消費電力密度は増えるが、消費電力は増やせない
2番目の質問についても同様である。質問は「(2)CPUの消費電力はどのように変化するのか」であり、デバイス技術者の回答は「トランジスタの電力消費はCV2F(容量×電圧の2乗×動作周波数)」だった。そもそもCPU全体の消費電力を問うているのに対し、回答がトランジスタレベルというのではズレがある。

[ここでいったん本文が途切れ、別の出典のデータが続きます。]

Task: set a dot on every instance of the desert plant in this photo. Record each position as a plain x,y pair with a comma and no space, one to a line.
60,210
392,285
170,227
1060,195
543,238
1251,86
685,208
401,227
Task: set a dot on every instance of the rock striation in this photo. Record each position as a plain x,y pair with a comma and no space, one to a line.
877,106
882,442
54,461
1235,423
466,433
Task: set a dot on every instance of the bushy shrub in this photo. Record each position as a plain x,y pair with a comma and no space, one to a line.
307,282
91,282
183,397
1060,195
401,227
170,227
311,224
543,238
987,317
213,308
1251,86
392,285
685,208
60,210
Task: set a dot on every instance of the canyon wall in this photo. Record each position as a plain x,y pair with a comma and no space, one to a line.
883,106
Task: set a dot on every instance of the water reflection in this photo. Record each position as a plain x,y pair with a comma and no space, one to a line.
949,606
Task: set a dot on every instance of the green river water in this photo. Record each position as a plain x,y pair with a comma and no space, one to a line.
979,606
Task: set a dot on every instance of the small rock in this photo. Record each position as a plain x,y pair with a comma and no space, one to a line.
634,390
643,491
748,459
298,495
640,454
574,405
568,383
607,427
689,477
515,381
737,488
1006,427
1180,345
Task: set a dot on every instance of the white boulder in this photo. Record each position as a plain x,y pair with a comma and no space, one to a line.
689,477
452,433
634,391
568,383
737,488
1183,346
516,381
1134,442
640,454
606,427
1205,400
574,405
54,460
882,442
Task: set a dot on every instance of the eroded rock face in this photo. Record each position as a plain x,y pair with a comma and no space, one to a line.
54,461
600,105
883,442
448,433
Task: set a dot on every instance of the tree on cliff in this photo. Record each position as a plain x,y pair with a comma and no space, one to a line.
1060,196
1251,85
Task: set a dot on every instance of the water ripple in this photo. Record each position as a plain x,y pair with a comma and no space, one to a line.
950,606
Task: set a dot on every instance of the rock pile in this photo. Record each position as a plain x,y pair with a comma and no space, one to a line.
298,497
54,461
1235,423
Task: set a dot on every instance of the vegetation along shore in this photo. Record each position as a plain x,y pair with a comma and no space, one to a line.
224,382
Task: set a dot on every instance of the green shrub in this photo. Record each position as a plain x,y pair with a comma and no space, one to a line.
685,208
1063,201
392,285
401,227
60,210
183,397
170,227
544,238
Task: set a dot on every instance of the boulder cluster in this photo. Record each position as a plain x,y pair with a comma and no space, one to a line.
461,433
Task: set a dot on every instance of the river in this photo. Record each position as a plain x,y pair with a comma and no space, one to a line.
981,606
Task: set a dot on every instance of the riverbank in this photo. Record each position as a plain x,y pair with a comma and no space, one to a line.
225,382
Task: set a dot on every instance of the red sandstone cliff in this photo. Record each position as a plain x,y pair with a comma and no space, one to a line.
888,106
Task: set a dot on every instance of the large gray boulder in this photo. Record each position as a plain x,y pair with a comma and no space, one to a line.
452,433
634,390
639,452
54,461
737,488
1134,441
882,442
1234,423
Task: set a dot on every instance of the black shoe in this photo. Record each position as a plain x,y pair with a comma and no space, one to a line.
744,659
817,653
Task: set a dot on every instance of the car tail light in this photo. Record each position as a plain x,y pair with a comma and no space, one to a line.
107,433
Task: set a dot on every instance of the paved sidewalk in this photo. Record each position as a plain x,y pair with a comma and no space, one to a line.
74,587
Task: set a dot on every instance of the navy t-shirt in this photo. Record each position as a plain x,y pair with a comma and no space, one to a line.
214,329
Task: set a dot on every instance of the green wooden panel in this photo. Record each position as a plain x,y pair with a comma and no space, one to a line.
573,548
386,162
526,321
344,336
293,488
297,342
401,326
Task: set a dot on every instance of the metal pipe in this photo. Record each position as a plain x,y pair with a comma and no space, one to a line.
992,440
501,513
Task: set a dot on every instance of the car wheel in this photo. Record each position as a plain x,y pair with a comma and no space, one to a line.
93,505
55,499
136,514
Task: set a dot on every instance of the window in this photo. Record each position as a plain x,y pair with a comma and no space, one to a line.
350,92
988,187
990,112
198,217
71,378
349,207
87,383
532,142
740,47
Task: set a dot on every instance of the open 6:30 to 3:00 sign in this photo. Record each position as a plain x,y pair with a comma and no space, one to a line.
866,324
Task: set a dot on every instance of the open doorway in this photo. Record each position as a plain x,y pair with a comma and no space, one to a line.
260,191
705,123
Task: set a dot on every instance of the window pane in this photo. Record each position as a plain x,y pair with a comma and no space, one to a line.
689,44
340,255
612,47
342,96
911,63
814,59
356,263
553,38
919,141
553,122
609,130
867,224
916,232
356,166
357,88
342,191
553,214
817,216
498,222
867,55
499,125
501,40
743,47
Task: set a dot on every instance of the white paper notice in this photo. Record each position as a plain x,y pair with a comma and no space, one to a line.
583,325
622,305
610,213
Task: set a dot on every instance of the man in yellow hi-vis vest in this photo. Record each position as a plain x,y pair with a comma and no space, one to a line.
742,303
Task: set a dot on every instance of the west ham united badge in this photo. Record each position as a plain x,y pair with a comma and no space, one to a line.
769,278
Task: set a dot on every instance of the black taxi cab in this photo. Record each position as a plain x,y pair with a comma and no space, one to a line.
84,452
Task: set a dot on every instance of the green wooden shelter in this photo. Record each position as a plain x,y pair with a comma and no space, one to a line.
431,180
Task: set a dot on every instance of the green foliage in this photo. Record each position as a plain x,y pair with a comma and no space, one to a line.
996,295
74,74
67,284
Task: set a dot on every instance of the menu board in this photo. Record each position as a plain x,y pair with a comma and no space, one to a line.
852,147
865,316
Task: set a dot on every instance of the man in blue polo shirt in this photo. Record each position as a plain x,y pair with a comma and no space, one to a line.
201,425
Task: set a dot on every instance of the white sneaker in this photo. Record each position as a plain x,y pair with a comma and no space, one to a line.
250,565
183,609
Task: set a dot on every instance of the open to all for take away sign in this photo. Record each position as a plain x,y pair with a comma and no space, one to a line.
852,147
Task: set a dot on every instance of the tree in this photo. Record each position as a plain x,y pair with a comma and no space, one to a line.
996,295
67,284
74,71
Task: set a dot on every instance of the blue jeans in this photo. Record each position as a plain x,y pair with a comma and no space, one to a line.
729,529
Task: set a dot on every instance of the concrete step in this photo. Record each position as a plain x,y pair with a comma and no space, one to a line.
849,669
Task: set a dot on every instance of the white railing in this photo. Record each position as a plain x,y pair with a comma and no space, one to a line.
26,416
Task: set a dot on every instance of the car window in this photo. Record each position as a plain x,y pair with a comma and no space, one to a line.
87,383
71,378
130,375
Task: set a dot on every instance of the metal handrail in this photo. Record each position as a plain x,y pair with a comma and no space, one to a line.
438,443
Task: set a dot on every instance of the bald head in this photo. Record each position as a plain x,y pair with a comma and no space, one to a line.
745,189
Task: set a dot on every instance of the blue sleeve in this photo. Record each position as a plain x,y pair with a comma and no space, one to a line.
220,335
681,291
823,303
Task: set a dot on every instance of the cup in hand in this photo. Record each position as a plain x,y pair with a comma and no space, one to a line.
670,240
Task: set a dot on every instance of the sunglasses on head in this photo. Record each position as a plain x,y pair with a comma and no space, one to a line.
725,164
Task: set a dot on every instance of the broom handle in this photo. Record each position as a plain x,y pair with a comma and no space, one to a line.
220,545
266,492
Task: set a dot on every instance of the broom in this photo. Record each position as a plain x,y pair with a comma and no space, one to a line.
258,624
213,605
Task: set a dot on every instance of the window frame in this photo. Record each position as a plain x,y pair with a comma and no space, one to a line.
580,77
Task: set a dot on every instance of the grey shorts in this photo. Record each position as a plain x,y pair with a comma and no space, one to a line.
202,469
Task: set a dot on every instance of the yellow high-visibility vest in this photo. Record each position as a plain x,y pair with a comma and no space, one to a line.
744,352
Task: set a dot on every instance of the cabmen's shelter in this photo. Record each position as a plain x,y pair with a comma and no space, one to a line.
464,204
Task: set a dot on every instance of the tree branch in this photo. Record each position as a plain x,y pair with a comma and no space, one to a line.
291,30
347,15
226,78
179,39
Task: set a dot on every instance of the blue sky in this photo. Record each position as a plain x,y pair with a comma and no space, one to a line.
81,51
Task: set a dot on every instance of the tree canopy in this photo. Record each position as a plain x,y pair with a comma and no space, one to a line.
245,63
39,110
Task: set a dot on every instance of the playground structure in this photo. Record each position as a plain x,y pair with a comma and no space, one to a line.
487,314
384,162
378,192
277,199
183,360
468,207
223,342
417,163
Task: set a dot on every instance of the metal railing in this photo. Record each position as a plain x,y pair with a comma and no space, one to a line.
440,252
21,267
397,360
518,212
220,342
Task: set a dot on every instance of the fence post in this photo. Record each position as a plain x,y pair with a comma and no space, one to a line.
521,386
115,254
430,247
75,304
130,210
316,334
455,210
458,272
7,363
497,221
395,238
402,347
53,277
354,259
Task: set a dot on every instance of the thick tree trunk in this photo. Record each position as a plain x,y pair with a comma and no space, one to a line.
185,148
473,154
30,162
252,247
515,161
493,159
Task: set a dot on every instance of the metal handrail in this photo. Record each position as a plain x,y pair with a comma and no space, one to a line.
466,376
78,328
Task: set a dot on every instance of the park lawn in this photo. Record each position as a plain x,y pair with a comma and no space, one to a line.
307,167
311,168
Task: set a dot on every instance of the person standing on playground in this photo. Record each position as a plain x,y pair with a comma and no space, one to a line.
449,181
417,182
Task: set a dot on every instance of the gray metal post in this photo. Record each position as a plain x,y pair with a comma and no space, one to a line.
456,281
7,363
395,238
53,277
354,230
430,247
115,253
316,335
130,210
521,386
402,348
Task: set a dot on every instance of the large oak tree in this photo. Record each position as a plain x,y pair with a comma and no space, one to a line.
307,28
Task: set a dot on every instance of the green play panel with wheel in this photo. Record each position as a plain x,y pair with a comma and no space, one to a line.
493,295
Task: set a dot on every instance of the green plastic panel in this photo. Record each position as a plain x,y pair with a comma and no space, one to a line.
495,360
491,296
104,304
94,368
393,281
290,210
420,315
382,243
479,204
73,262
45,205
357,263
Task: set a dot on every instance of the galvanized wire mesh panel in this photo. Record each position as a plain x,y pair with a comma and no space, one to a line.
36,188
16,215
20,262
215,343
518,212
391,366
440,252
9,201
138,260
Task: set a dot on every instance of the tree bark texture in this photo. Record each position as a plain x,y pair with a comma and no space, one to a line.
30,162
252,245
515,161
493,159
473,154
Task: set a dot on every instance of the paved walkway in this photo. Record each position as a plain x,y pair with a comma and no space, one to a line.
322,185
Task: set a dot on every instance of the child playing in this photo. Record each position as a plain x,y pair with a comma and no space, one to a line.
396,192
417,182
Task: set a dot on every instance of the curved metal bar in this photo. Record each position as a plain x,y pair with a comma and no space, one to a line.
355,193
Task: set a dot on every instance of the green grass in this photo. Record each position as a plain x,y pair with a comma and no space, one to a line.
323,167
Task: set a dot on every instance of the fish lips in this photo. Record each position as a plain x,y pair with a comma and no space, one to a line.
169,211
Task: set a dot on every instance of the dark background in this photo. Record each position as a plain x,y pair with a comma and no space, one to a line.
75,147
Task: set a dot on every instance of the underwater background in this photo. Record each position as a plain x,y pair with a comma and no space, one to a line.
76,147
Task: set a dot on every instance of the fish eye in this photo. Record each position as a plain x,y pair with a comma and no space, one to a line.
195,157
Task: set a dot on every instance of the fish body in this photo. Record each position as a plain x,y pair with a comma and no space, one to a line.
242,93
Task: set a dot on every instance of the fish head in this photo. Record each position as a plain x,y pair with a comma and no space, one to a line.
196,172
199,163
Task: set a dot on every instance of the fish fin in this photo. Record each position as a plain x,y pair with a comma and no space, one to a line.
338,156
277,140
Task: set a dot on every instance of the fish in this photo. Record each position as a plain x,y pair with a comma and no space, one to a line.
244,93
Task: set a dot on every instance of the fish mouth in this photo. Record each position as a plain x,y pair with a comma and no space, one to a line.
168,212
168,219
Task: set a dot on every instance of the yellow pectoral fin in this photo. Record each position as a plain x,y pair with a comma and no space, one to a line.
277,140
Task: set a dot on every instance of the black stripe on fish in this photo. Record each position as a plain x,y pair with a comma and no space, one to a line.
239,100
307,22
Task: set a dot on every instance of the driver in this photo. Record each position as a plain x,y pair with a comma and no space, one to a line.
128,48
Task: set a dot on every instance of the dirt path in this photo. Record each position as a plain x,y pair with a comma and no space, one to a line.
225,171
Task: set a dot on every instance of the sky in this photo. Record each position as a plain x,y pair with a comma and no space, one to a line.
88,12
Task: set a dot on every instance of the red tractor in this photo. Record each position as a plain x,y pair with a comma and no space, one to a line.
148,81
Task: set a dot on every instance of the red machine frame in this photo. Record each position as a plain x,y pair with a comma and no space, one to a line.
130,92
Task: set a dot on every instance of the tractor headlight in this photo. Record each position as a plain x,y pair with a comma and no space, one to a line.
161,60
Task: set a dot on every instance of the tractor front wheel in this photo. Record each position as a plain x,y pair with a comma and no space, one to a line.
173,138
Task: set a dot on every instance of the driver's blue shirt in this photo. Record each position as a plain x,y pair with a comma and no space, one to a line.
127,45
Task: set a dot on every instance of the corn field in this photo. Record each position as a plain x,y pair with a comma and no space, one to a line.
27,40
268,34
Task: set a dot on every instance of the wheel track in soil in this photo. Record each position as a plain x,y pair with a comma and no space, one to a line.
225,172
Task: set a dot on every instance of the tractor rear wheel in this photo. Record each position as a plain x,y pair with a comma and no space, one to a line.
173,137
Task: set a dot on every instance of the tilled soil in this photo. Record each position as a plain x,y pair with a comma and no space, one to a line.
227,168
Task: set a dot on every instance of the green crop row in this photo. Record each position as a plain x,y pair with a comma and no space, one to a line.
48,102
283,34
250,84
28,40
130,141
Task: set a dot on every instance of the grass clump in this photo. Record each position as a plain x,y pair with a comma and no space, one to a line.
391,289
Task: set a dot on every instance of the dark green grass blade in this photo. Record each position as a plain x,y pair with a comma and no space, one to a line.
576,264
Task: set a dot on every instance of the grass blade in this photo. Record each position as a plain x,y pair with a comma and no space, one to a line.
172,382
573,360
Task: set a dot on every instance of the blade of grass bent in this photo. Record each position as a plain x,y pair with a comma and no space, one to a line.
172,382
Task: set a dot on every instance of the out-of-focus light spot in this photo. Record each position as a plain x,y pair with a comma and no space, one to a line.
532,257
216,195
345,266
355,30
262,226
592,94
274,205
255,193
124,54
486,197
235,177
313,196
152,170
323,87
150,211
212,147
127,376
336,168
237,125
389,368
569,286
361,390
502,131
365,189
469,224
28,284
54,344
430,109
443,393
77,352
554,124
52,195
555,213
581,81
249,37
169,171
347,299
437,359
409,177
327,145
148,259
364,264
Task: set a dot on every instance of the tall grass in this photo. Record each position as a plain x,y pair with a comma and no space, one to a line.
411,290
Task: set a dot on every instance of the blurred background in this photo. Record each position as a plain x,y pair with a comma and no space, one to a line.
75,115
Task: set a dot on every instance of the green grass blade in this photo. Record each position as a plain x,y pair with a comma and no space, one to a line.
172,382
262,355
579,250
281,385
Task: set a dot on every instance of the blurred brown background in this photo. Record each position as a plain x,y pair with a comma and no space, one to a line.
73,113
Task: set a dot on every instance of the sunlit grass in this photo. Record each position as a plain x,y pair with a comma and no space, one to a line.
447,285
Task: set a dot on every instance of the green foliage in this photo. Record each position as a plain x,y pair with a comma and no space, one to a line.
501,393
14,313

ズレを承知の上で消費電力密度(相対値)を予測すると、2012年に「1」だった消費電力密度は、2020年にはおよそ「3」に達する。しかし放熱の条件やバッテリ容量の制約などにより、シリコンダイ全体の消費電力は、3倍には増やせない。そこでシリコンダイの中で電源をオフにするエリア(ダークシリコン)を増やし、消費電力の増大を抑制する。
ダークシリコンは、シリコンダイの平均的な消費電力を維持するためには、不可欠の存在である。シリコンダイ面積に占めるダークシリコンの割合は、設計ノードの進化とともに増加する傾向を示す。例えば28nmノードではダークシリコンの比率はゼロだったと仮定しよう。これが20nmノードでは33%、14/16nmノードでは45%、10nmノードでは56%と、ダークシリコンの割合は急速に増加していく。7nmノードでは、ダークシリコンの比率は75%に達する。実にシリコンダイの3/4が利用されないという状態になってしまう。
ただし、実際のCPUコア設計は、これほど悲観的なものではない。いくつかの設計上の工夫が盛り込まれるからだ。負荷の増減に応じて電源電圧や動作周波数などを動的に変化させたり(DVFS技術)、マルチコア化して動作周波数を抑えたり、メモリ技術の改善によって電力消費を低減したりする。
トランジスタ性能をシリコンダイに落とし込む
ARMの講演は、ここからが本論である。それはトランジスタの性能トレンドを把握しつつ、その性能を維持しながら、SoC(System on a Chip)のシリコンダイに落とし込むことだ。トランジスタレベルのデバイス設計と、論理レベルの回路設計を結びつける作業である。次回からは、その詳細を述べていく。